In 1958, Sheldon Reed, V Elving Anderson and Harold O Goodman, all researchers at the Dight Institute for Human Genetics at the University of Minnesota, published Variables Related to Human Breast Cancer. The book was a result of a 13-year inquiry into familial clustering of the disease. They concluded that:
“mothers, sisters, and daughters of breast cancer patients have a risk of developing breast cancer which is about twice that of other women of the same age.”
Reed, Anderson and Goodman counseled “at risk” women to consult their physicians for frequent breast exams and for surveillance of “subclinical or pre-pathological signs” in order to catch cancer in its “pre-disease” state. This concept of “pre-cancer” struck a chord with many. Americans concerned about their health (and women in particular) contacted the institute for risk estimates and genetic counseling based on their family history. This may sound familiar to many women today.
By the 1960s, Henry T Lynch, the “father of cancer genetics,” popularized the importance of heredity to cancer control and prevention efforts. He created a system of predisease detection for people at risk for hereditary cancers to help them make proactive health decisions. Lynch suggested that women should be taught to perform a breast self-exam and seek annual mammograms. Knowing’s one’s risk, he estimated, promoted vigilant surveillance and early diagnosis, maximizing women’s sense of control over their health and management options.
In all these examples, you may notice a pattern: women (with the help of researchers) were seeking ways to understand and mitigate their cancer risk in order to control their personal and familial futures. We see the same pattern reflected with genetic testing today.
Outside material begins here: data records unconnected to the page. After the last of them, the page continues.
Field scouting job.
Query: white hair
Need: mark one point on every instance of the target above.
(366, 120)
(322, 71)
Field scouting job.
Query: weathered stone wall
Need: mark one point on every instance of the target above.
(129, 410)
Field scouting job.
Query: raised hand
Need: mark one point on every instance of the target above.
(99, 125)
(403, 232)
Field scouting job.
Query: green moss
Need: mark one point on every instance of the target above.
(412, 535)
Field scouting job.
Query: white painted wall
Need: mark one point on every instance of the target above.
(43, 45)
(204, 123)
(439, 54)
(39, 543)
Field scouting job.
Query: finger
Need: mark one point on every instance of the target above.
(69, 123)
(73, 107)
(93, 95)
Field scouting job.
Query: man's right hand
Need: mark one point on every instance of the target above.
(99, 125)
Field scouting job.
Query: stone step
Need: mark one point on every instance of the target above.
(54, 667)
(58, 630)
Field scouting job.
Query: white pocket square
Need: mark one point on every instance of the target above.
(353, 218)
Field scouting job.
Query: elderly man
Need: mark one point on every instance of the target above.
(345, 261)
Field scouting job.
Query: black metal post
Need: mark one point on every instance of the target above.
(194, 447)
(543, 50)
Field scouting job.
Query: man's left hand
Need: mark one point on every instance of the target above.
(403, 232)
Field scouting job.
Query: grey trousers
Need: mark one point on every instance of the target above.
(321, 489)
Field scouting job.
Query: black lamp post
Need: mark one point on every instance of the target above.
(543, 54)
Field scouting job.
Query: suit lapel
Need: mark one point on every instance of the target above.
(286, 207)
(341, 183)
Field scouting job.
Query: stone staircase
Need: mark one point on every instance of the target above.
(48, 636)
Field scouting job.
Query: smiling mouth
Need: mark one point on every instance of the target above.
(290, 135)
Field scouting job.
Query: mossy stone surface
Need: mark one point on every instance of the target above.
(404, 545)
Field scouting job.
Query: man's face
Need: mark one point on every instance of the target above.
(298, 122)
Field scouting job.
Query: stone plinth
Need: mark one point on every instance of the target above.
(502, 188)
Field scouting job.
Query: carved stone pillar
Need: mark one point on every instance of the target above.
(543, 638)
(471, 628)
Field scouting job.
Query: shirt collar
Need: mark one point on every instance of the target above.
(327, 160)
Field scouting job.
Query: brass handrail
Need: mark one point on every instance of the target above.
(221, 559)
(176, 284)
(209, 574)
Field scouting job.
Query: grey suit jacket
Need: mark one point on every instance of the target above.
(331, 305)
Whether for cancer or for other health issues, it has become largely a women’s issue.
Genetic testing and women
For decades, scholars have analyzed how genetic tests like amniocentesis and chorionic villus sampling (CVS), as well as technologies like in vitro fertilization, have affected women’s reproductive choices.
Genetic testing for BRCA prompts us to revisit some of the central questions these scholars raise. How are women’s reproductive choices influenced by the prospect of a disease like breast cancer that appears in adulthood?
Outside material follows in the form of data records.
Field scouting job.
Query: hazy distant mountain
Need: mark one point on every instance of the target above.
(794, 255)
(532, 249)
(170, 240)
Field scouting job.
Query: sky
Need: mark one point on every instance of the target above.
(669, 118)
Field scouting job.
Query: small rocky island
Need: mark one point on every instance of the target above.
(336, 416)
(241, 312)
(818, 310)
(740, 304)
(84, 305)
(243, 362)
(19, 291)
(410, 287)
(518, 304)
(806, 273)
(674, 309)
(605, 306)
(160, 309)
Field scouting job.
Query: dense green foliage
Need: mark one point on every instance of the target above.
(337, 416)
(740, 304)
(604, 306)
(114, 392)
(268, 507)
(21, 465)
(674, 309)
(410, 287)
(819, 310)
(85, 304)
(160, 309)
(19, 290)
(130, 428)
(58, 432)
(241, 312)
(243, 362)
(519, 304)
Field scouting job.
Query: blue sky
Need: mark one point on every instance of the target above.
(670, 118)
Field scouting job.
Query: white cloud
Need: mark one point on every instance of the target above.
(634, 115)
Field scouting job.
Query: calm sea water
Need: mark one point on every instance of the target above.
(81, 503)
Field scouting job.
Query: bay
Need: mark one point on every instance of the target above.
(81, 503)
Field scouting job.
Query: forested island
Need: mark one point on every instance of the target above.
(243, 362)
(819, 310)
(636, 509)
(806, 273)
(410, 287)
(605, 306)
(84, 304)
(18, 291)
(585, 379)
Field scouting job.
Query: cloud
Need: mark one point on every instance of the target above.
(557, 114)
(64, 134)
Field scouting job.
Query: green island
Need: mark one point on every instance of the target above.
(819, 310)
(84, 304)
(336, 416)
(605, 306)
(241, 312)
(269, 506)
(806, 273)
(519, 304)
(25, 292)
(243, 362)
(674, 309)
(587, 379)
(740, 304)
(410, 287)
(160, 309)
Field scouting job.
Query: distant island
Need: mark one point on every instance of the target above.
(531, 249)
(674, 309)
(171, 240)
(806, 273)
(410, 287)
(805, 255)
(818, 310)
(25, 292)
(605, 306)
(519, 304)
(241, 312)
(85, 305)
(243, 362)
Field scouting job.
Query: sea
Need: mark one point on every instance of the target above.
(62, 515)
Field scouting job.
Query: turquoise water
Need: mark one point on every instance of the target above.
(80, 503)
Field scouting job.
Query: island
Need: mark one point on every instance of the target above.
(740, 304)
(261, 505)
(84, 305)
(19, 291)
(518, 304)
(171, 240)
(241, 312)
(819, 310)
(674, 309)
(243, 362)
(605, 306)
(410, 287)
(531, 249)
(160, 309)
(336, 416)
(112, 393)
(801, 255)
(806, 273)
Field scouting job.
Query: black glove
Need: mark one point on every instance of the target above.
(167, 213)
As genetics becomes the paradigm for understanding disease, how does it affect how women think of their reproductive options? How does thinking in terms of genetic risk affect women’s psychological and emotional well-being, and how they conceptualize their family life?
BRCA testing also asks us to consider a larger problem in women’s health history: the tendency to think of disease solely in terms of personal risk. Considering environmental health risks helps us to think more about collective impacts and responsibilities. But genomic medicine tends to emphasize uniquely personal risk factors.
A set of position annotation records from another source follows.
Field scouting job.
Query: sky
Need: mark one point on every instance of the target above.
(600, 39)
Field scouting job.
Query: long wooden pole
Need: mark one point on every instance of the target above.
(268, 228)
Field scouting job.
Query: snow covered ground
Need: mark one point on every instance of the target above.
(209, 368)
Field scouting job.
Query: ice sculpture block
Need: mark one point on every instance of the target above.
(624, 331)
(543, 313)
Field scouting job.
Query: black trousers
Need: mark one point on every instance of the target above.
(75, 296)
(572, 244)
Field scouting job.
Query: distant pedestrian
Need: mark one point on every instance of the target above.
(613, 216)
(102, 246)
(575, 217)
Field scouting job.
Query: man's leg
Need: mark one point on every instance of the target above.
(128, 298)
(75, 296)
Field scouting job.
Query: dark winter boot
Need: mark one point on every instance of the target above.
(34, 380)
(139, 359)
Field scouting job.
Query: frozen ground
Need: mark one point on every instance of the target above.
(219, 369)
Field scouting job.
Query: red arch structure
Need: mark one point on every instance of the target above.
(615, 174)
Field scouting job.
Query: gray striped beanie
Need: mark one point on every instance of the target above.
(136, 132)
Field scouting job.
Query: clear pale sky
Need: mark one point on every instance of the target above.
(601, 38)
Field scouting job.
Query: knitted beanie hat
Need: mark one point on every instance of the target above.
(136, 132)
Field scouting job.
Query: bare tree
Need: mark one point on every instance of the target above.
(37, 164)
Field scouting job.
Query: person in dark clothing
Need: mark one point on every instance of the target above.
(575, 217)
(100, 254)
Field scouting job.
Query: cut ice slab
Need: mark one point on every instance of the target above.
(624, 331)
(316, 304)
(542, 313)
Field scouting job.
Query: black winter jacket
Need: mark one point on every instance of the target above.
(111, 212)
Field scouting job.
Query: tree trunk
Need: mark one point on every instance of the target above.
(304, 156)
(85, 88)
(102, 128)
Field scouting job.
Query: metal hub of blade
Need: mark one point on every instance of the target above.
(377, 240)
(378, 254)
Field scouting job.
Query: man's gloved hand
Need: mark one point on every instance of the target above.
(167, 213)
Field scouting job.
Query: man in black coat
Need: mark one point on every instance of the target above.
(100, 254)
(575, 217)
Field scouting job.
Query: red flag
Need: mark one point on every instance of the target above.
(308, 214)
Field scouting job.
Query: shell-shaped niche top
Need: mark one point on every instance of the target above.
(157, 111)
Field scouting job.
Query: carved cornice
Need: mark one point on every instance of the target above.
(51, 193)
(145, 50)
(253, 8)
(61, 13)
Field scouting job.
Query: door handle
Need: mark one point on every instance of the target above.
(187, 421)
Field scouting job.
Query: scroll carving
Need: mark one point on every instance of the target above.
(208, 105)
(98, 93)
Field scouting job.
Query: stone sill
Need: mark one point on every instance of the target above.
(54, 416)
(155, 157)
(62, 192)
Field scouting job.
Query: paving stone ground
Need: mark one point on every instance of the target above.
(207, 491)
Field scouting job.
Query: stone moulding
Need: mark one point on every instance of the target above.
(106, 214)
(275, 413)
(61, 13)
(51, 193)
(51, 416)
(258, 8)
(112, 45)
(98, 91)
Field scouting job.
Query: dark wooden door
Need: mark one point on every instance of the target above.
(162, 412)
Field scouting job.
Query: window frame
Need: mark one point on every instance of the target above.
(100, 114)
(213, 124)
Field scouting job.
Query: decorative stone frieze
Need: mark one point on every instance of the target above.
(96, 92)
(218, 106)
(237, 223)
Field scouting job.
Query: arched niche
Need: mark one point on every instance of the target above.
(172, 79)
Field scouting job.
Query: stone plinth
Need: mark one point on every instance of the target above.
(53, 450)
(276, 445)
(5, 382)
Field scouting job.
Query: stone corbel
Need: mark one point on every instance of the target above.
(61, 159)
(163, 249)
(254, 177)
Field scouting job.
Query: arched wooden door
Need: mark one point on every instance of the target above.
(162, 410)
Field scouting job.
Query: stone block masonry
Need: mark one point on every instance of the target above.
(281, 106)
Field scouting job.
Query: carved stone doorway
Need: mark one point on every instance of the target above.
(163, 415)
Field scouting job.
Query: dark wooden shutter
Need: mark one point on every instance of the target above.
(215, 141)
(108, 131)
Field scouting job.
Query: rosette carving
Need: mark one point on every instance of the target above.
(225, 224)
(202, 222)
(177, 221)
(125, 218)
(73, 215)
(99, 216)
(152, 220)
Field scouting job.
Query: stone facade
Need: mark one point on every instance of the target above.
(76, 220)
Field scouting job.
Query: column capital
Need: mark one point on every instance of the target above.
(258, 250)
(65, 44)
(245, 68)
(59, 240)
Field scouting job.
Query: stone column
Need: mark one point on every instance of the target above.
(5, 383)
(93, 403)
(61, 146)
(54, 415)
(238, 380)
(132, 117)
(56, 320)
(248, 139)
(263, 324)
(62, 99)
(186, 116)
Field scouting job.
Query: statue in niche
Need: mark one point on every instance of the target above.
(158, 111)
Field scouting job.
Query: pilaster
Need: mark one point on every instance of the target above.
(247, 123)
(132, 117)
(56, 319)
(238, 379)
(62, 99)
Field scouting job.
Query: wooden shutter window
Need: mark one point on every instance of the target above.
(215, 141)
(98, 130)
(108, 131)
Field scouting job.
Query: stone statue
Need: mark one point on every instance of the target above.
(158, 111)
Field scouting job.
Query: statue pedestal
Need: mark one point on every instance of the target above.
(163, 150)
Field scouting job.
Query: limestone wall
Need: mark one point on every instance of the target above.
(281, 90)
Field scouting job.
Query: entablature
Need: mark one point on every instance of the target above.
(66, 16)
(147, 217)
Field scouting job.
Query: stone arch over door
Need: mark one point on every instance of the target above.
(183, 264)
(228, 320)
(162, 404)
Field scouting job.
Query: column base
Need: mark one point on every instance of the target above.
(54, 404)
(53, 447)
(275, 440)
This emphasis on personal risk may lead us to ignore the wider range of social and familial factors that affect how women interpret their health status and experience genetic disease.
We risk thinking about genetics as destiny, as though it is only hereditary risk factors that matter. Taken to the extreme, that might mean deemphasizing important nongenetic measures that have curbed cancer risks for decades.
Pap smears, mammograms, prophylactic medications and other public health initiatives have all helped increase early detection of cancers. The predisease infrastructure erected with the help of post-WWII geneticists like Reed and Lynch is now being overshadowed by predictive technologies of the “new” genetics.
Women’s experiences with health, illness and living “at risk” serve as grounds for debating social values around motherhood, reproductive rights, and concepts of disability and disease. BRCA is not the first platform for debating these issues, nor will it be the last.